They left a sobered and drier pair, and the great astronomers# dream of Martian life had shriveled. Their visit was very dramatic for Chile and the Atacama. But then it had already become something of a watering hole; forgive the metaphor, for scientists in the more exotic specialties such as weather satellite surveys, solar energy, desalinization and cloud milking. Thus, in fractions, a general knowledge is accumulating at last of this generally ignored desert that in its way is as fascinating as Mars.

But first the desert and the space scientists. Their generation learned in the sixth grade that Mars had canals and, depending on the teacher’s imagination, doubtless some odd people besides. Later, it was told to expect little beyond scrub bushes, with thorns. After the photos by Mariner IV the optimists were hoping to find lichens, or perhaps no more than microorganisms. And after Atacama the prospect is that these minutiae, if they exist out there in the macro at all$ will not be near the surface where they belong but crucial inches below.

The microorganisms upon which earthly life is dependent crowd 100 million to 10 billion strong in a gram of typical North American garden topsoil. A gram sample near the surface of the Atacama contains about 50. Such are the fortunes of prospectors for Martian life these days that microbiologist Cameron takes some hope from the fact that down a few inches the count goes up to all of 100. Ordinarily the count would be expected to drop with depth. One concludes that these microscopic living things find the Atacama crust no more attractive than does man.

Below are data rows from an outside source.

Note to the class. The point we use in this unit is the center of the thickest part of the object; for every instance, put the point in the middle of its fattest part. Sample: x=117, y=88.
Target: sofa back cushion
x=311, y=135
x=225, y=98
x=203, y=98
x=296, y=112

By extension the same tendency might prevail on Mars. It is this type of information that led the specialists to Atacama:

• Spectroscope analysis indicates that a centimeter-diameter column of Martian atmosphere contains 14/1000 of a millimeter of water vapor, where as Earth’s atmosphere contains from 10 to 20 millimeters. Atacama competes with a place called Taneyrouft in the Algerian Sahara for the title of driest place on earth.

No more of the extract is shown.